The VP admitted there should be an engagement between Guyana’s commercial banks, the Georgetown Chamber of Commerce (GCCI), the Private Sector Commission, and the bankers’ association regarding foreign currency concerns but not without taking aim at the GCCI.
According to him “We can’t be pandering every time the Georgetown Chamber of Commerce wants to issue a statement. We can’t be pandering to that. We have to look at the macroeconomic objective. So, when we have a firm view on the macroeconomic objectives and if we believe that there is a sustained shortage, we have the means to supply the market.”
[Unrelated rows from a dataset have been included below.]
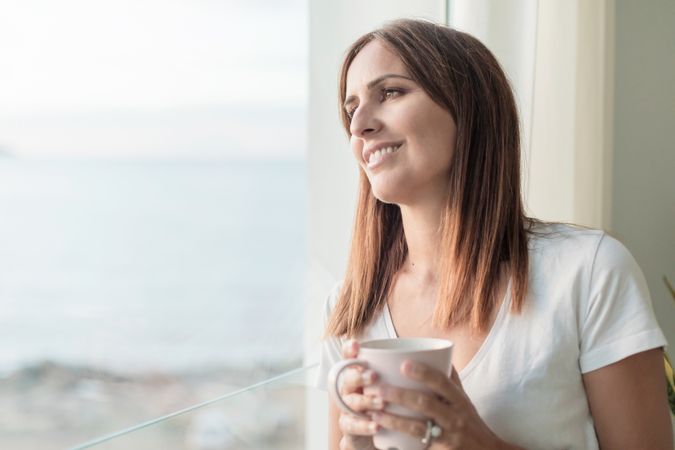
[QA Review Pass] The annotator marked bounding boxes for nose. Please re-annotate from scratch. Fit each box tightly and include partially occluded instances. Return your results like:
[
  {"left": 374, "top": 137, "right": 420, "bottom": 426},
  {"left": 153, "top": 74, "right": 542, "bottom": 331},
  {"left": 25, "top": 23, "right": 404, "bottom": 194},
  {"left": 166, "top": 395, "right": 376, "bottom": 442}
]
[{"left": 349, "top": 103, "right": 382, "bottom": 138}]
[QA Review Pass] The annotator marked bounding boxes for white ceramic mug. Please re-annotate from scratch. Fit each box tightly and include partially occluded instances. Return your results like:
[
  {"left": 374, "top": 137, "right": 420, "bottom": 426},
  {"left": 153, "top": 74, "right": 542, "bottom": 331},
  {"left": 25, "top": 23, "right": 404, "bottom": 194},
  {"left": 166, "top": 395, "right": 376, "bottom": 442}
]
[{"left": 328, "top": 337, "right": 453, "bottom": 450}]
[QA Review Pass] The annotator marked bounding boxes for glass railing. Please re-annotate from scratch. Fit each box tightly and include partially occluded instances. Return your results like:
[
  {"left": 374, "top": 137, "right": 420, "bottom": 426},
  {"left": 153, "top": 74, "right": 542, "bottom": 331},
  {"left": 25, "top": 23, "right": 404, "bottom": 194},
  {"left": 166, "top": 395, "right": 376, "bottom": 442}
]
[
  {"left": 66, "top": 363, "right": 318, "bottom": 450},
  {"left": 0, "top": 156, "right": 309, "bottom": 450}
]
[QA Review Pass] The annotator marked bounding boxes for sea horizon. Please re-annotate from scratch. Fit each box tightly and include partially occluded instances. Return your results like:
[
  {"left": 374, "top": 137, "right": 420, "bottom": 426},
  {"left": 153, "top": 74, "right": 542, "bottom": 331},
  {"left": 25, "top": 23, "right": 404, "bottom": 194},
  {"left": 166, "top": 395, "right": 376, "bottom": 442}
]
[{"left": 0, "top": 157, "right": 307, "bottom": 375}]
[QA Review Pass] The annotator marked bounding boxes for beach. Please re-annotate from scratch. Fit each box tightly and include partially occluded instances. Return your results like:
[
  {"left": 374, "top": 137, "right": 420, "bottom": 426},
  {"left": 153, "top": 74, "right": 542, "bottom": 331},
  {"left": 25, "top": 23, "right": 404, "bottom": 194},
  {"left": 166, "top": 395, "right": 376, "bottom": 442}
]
[{"left": 0, "top": 361, "right": 307, "bottom": 449}]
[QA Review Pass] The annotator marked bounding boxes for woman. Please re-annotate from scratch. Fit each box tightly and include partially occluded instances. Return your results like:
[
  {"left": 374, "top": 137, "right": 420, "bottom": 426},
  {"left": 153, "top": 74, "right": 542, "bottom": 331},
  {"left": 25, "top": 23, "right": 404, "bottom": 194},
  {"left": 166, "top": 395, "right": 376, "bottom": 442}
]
[{"left": 316, "top": 19, "right": 672, "bottom": 450}]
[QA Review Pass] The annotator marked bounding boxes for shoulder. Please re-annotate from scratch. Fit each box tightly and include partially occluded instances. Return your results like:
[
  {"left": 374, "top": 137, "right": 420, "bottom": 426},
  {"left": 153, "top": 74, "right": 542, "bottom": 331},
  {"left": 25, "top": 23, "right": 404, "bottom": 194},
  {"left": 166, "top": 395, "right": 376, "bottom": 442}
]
[
  {"left": 528, "top": 222, "right": 604, "bottom": 251},
  {"left": 323, "top": 281, "right": 344, "bottom": 315},
  {"left": 524, "top": 222, "right": 649, "bottom": 305},
  {"left": 316, "top": 281, "right": 346, "bottom": 390},
  {"left": 591, "top": 232, "right": 642, "bottom": 277},
  {"left": 322, "top": 280, "right": 392, "bottom": 341},
  {"left": 320, "top": 281, "right": 344, "bottom": 332},
  {"left": 528, "top": 222, "right": 640, "bottom": 278},
  {"left": 527, "top": 222, "right": 606, "bottom": 273}
]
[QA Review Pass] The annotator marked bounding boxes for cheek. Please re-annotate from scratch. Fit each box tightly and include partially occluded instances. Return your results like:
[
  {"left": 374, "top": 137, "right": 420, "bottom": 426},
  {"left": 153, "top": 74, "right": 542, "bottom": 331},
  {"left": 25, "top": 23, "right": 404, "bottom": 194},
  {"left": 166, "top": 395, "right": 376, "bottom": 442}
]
[
  {"left": 413, "top": 111, "right": 456, "bottom": 162},
  {"left": 350, "top": 136, "right": 364, "bottom": 163}
]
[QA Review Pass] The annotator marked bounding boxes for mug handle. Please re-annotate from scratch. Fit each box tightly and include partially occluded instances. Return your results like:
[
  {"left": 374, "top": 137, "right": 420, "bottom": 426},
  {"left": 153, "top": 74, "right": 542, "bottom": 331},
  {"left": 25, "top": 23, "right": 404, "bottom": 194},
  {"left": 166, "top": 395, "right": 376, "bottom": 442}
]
[{"left": 327, "top": 358, "right": 370, "bottom": 419}]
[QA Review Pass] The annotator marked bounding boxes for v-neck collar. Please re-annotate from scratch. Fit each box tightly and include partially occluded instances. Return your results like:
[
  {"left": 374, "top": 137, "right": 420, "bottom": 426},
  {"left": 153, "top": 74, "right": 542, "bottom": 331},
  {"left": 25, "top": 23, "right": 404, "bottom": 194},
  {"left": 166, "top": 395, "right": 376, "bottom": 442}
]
[{"left": 382, "top": 278, "right": 512, "bottom": 381}]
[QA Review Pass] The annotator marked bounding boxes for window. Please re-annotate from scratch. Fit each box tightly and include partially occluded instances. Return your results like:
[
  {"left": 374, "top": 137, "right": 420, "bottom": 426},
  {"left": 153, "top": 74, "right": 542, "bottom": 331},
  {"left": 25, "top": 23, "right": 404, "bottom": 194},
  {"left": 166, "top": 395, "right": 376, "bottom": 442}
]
[{"left": 0, "top": 1, "right": 307, "bottom": 448}]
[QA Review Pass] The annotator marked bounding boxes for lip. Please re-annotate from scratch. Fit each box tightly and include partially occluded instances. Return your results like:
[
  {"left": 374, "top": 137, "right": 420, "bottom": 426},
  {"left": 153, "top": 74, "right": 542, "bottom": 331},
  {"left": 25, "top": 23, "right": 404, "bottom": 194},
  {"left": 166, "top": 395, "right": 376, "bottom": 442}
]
[{"left": 362, "top": 141, "right": 405, "bottom": 166}]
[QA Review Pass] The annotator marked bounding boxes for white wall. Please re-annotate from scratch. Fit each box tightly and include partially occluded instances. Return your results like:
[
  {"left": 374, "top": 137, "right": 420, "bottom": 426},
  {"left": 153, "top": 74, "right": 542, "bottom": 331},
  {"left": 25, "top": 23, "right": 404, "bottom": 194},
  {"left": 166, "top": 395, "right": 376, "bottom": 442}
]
[
  {"left": 453, "top": 0, "right": 615, "bottom": 229},
  {"left": 526, "top": 0, "right": 615, "bottom": 228},
  {"left": 612, "top": 0, "right": 675, "bottom": 352},
  {"left": 451, "top": 0, "right": 538, "bottom": 211}
]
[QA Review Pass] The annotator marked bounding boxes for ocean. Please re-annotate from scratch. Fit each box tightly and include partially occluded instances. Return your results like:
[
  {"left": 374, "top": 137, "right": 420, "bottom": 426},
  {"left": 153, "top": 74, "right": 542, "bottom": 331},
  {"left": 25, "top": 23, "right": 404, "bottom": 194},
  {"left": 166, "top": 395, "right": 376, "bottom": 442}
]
[{"left": 0, "top": 158, "right": 306, "bottom": 375}]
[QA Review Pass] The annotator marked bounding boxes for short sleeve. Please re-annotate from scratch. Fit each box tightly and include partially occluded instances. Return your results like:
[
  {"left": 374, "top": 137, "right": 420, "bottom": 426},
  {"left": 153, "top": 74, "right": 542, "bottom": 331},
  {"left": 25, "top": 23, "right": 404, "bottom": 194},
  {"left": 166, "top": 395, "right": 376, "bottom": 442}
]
[
  {"left": 314, "top": 282, "right": 344, "bottom": 390},
  {"left": 579, "top": 234, "right": 667, "bottom": 373}
]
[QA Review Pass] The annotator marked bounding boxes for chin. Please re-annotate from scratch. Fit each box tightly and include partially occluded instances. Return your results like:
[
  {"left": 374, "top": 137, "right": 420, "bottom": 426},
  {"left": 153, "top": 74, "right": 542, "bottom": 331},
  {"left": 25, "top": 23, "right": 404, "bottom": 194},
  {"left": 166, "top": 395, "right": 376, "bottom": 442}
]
[{"left": 370, "top": 184, "right": 403, "bottom": 205}]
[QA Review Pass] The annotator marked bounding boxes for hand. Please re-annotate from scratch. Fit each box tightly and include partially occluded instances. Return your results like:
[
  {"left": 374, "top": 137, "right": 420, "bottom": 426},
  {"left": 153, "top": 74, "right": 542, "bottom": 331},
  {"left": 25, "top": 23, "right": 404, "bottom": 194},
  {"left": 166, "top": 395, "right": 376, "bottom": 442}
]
[
  {"left": 368, "top": 361, "right": 515, "bottom": 450},
  {"left": 336, "top": 339, "right": 385, "bottom": 450}
]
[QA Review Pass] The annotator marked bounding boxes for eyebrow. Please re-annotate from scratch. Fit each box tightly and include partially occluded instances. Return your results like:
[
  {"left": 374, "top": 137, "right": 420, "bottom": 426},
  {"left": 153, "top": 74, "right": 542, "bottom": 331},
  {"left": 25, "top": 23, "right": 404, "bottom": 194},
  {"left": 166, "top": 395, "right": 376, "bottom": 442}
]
[{"left": 343, "top": 73, "right": 414, "bottom": 109}]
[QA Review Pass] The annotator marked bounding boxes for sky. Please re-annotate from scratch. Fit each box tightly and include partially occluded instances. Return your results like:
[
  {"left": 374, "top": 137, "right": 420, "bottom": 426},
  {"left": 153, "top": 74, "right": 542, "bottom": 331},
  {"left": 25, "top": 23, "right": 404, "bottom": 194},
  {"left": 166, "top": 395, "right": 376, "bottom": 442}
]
[{"left": 0, "top": 0, "right": 307, "bottom": 160}]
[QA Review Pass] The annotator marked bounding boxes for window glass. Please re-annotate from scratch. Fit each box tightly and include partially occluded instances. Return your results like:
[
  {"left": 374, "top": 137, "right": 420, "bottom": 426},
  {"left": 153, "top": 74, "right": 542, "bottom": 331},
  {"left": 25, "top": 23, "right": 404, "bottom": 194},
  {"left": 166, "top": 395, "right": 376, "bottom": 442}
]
[{"left": 0, "top": 1, "right": 307, "bottom": 448}]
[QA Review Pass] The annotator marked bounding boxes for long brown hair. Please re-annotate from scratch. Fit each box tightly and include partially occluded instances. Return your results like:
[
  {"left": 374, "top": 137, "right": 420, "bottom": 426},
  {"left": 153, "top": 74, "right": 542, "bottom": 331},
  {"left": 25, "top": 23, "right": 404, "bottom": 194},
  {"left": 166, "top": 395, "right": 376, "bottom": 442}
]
[{"left": 326, "top": 19, "right": 532, "bottom": 338}]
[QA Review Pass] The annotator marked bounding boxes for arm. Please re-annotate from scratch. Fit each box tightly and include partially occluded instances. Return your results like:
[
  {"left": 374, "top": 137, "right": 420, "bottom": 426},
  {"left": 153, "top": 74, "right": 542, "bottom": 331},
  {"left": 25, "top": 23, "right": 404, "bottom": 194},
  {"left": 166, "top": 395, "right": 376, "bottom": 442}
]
[{"left": 583, "top": 348, "right": 673, "bottom": 450}]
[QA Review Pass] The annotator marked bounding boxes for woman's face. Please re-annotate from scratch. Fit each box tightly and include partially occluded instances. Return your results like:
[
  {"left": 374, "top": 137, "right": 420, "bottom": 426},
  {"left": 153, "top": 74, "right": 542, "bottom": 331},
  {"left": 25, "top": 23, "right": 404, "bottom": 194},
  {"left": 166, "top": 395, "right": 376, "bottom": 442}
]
[{"left": 344, "top": 40, "right": 457, "bottom": 206}]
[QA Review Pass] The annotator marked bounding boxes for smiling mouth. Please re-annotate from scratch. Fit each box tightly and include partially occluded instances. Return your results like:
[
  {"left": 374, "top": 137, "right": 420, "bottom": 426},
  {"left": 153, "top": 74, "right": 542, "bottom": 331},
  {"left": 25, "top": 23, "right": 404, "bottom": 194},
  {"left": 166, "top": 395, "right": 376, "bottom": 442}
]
[{"left": 366, "top": 144, "right": 403, "bottom": 167}]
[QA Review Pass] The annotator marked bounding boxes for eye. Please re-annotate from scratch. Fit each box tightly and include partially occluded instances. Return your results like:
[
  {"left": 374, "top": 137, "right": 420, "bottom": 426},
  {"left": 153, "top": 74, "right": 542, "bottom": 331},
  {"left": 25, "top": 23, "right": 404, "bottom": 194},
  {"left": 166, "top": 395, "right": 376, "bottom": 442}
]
[
  {"left": 381, "top": 87, "right": 404, "bottom": 101},
  {"left": 346, "top": 106, "right": 357, "bottom": 120}
]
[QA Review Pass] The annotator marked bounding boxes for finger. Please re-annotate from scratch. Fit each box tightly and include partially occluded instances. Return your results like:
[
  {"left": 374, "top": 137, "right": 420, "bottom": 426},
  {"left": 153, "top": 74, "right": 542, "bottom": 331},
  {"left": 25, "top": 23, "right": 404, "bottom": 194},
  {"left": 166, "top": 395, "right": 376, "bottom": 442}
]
[
  {"left": 371, "top": 411, "right": 427, "bottom": 439},
  {"left": 339, "top": 436, "right": 352, "bottom": 450},
  {"left": 373, "top": 385, "right": 449, "bottom": 426},
  {"left": 341, "top": 339, "right": 360, "bottom": 358},
  {"left": 339, "top": 368, "right": 378, "bottom": 395},
  {"left": 339, "top": 412, "right": 380, "bottom": 436},
  {"left": 401, "top": 360, "right": 462, "bottom": 405},
  {"left": 339, "top": 435, "right": 373, "bottom": 450},
  {"left": 362, "top": 384, "right": 380, "bottom": 396},
  {"left": 343, "top": 392, "right": 386, "bottom": 412}
]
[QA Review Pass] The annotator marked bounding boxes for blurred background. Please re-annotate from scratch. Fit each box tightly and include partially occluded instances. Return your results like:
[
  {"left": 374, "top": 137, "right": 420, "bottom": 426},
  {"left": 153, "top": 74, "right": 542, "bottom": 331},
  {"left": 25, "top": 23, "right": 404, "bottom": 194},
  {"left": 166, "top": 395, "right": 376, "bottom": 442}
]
[
  {"left": 0, "top": 0, "right": 673, "bottom": 449},
  {"left": 0, "top": 0, "right": 308, "bottom": 448}
]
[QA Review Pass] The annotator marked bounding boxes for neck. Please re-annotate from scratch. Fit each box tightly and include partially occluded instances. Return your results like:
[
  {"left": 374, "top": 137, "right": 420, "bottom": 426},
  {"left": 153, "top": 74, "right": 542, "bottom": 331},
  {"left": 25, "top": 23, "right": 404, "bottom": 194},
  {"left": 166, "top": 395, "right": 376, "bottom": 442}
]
[{"left": 399, "top": 195, "right": 446, "bottom": 286}]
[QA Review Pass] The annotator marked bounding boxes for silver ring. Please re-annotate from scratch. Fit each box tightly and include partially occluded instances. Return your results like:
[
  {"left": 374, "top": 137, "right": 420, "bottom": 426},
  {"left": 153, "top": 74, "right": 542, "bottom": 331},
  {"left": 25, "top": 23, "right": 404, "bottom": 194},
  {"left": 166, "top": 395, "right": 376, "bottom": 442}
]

He said that seasonal variations can see the appreciation of foreign currency rates coming to the detriment or benefit of select parties, explaining that, “We have not one aggregate market, but every cambio in this country operates like a mini market within the aggregate market. So, one bank would have an abundance of supply, but maybe, some other bank may not have the same amount of currency at that same time.”
Jagdeo suggested the establishment of an inter-bank market to facilitate sharing and added that some banks practice foreign currency hoarding.
“So, we have to now work at promoting greater exchanges. I was thinking that maybe we need a daily balance, reported to the central bank of currencies purchased and sold, and the daily balance at all the institutions and then the list of demand, and you will see in most cases that they are clear, but they exist at different institutions,” he stated.
This concept, he said, will be discussed further with the senior finance minister.
“The government has to ensure that aggregate demand and aggregate supply in the markets reach some equilibrium, given the objectives of the Central Bank and the Ministry of Finance.”